Monday, March 25, 2013

Thinking about Regions: Updated with R Code

Regional Industry Employment

The blogs have been slow this month - sorry people.  Things have been quite busy in my neck of the woods.  One of the things I am looking at at the moment though are three employment related questions based on Statistics New Zealand's Business Demographics data:
  1. What does the regional patten of industry employment and business size "look like" between the different geographic regions?
  2. Is there a story of "regional comparative advantage" in the data?
  3. How has the regional patter of employment and business size varied over time, especially in response to the Global Financial Crisis period of downturn?
Here's what I've got at the moment - its a work in progress thing :)  I'll keep updating this blog until I'm happy with it.  Also, I'd like New Zealand Economists to use more R in their lives.  As a result, I'm posting the R code and the source data at the bottom of this post.
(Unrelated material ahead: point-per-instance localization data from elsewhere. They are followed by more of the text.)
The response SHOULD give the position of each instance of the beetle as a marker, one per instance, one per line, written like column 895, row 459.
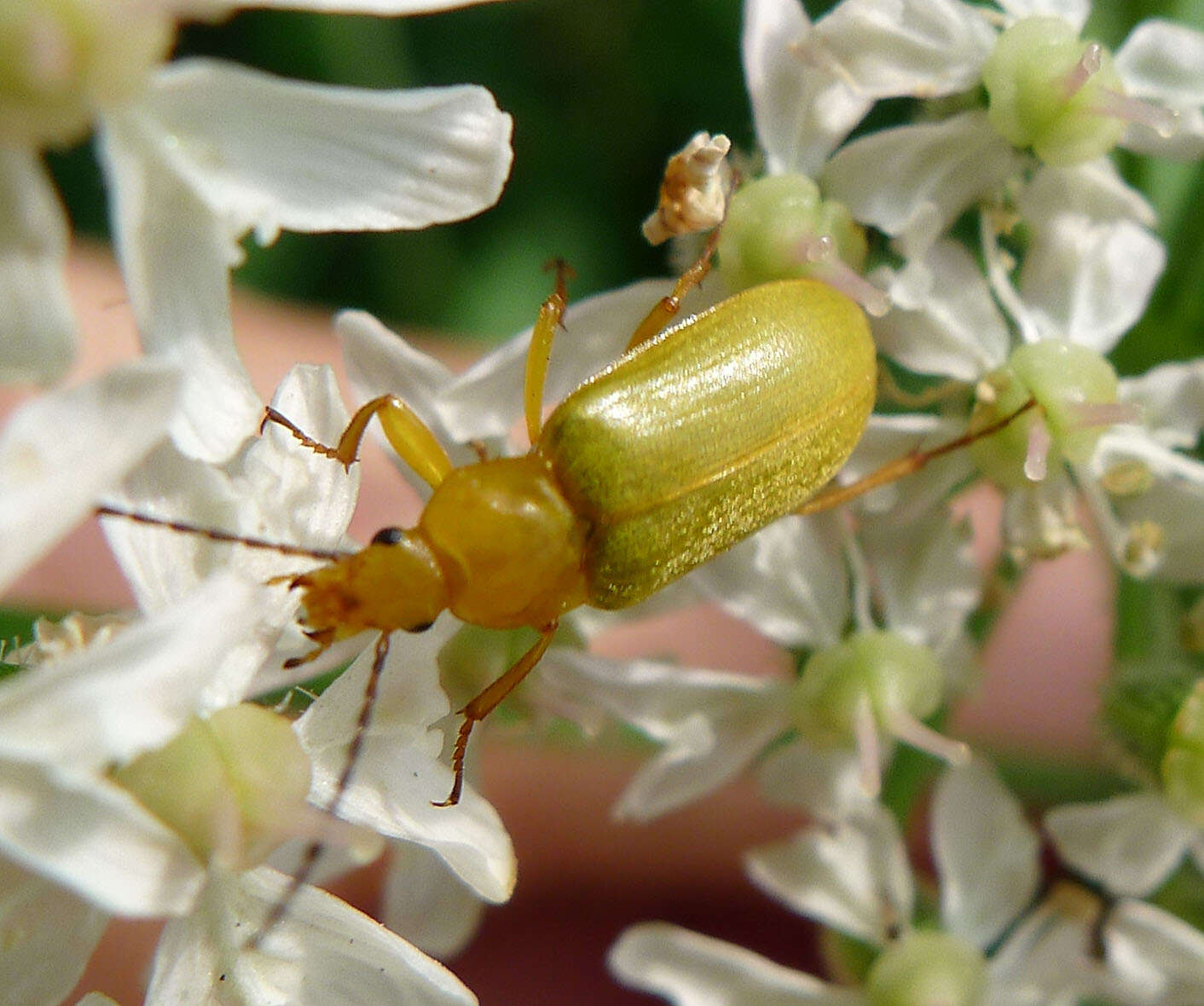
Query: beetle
column 698, row 436
column 690, row 442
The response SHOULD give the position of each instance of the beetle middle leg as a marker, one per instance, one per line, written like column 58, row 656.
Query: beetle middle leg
column 660, row 315
column 409, row 437
column 487, row 702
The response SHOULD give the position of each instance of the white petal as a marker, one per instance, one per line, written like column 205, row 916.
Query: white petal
column 61, row 452
column 890, row 437
column 176, row 255
column 1130, row 844
column 1048, row 957
column 1089, row 281
column 1174, row 502
column 1163, row 61
column 825, row 783
column 1156, row 951
column 46, row 938
column 96, row 839
column 789, row 581
column 927, row 581
column 853, row 875
column 282, row 154
column 943, row 319
column 937, row 171
column 1172, row 401
column 426, row 905
column 399, row 772
column 135, row 692
column 712, row 724
column 38, row 332
column 321, row 952
column 694, row 970
column 348, row 6
column 801, row 108
column 923, row 49
column 987, row 853
column 1093, row 189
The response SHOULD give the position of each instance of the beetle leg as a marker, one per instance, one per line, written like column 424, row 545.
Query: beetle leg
column 538, row 353
column 414, row 443
column 836, row 494
column 660, row 315
column 487, row 702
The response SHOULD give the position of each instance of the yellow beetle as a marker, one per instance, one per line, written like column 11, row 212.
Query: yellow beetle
column 690, row 442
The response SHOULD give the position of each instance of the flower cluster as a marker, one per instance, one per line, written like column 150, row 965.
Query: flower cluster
column 999, row 257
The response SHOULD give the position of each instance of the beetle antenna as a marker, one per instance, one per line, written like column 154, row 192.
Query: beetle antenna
column 217, row 535
column 312, row 851
column 908, row 465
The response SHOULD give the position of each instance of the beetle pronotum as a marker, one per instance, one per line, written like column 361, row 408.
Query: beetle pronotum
column 694, row 439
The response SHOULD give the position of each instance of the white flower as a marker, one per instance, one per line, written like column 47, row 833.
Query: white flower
column 67, row 824
column 1085, row 280
column 400, row 772
column 1130, row 844
column 855, row 879
column 196, row 154
column 323, row 951
column 275, row 490
column 790, row 581
column 801, row 108
column 885, row 49
column 61, row 452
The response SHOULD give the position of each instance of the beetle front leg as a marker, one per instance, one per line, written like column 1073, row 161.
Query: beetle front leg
column 408, row 436
column 540, row 351
column 487, row 702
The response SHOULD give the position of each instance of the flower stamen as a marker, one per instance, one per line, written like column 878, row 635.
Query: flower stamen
column 915, row 733
column 1084, row 70
column 820, row 251
column 1037, row 456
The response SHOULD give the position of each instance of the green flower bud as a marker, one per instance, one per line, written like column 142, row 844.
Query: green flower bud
column 774, row 228
column 61, row 61
column 1062, row 377
column 882, row 666
column 1050, row 90
column 233, row 783
column 927, row 968
column 1183, row 766
column 1142, row 707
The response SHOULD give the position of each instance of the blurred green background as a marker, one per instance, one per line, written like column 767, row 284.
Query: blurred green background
column 601, row 91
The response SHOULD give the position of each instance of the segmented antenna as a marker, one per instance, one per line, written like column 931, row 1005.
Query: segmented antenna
column 310, row 857
column 217, row 535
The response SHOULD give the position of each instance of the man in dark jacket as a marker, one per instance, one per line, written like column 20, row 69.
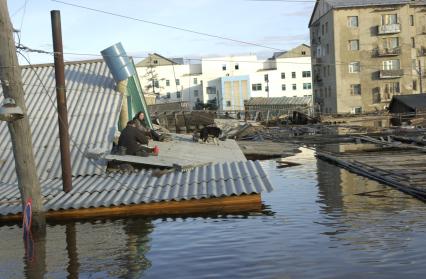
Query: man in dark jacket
column 133, row 140
column 141, row 126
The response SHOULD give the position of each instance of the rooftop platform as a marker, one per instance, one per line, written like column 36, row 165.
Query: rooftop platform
column 184, row 152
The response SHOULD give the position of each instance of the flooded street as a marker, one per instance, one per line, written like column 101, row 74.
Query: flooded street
column 319, row 222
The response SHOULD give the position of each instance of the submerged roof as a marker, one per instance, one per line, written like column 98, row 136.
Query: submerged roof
column 211, row 181
column 413, row 101
column 276, row 101
column 93, row 109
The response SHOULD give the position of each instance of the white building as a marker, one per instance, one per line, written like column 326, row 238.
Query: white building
column 170, row 79
column 228, row 81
Fig1. Regional Employment by Industry and Year

Fig2.  Regional Employment by Industry and Year - Selected Regional Councils

From question 1, I'm looking at what proportion of the workforce employed within geographical regional council area are employed within the different industries. For example, looking at Fig 2 first, Public Services stands out as a large industry source of employment for Wellington - no surprises there (and that's what I want).

My goal is to be able to express each of these regionals in terms of 'similarity to' and 'difference from' other regions.  For example, Auckland and Wellington are similar to each other in Agriculture, Forestry and Fishing and Retail Trade, but different from Canterbury and Waikato.  Auckland, Christchurch and Waikato are similar to each other in Manufacturing, but different from Wellington.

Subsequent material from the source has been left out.